The Smiths had invited over several generations of Clothiers. Yes, those Clothiers - descendants of Caleb Clothier and his son Isaac, the cofounder with Justus Clayton Strawbridge of Philadelphia's Strawbridge & Clothier department stores.

"We knew that most of them had never seen the home, and when I was contacted by a family member, I was happy to arrange this visit," said Mary Louise. "It's a wonderful house, and we're in some ways just the custodians of its history."

Story continues below.

The house, built for Caleb Clothier, is one of a colony of 10 formed in the mid-1800s by Clothier and nine other Quaker businessmen - including Robert and William Biddle and Rodman Wharton. They got together to stake out summer homes in what would become the country's first planned residential subdivision. Riverton was far enough from Philadelphia to provide a sanctuary, and close enough to be convenient.
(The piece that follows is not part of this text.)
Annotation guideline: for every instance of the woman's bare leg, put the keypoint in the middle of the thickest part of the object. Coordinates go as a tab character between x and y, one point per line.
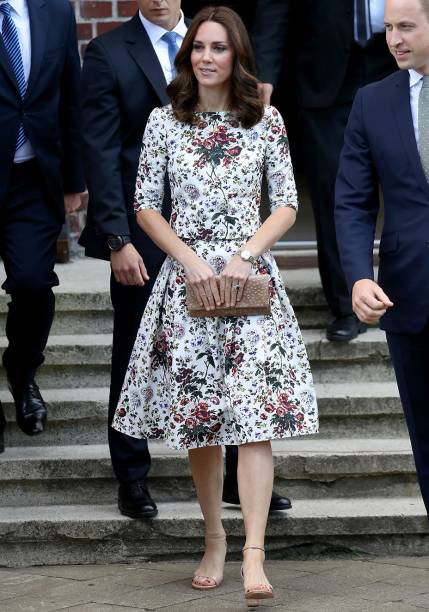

Designed by Samuel Sloan, a prominent architect at the time, the homes were situated on the banks of the Delaware. By 1865, the Riverton Yacht Club, now one of the oldest in the country, had been created.

Among the town's landmarks are the rose window in Christ Episcopal Church, designed by Louis C. Tiffany himself, and the town's tiny library, still housed in a carpenter-style cottage. The Smiths' 1851 Greek Revival is on one end of the colony, with perfect views of the river and the yacht club.

"This is a wonderful town and a wonderful house," said attorney Isaac H. Clothier IV of Bryn Mawr, a fourth-generation descendant known as "Quartie" in the family. "Being here is a very special experience."

Another fourth-generation member of the clan, Robert Taylor of Philadelphia, the person who had contacted Bianco-Smith to arrange the "homecoming," had brought with him several Clothier family heirlooms, including a Clothier wedding dress, to reconnect new generations with the old.

There also was the large music box on display in the Smiths' 30-foot living room (decorated with antiques lovingly collected by Mary Louise and Ken since they moved into the home in 2005), which was carried back from a grand tour of Europe by Isaac and Mary Clothier in 1885 for their Wynnewood home. Operated by three cylinders, it delivered a sweet bell concert.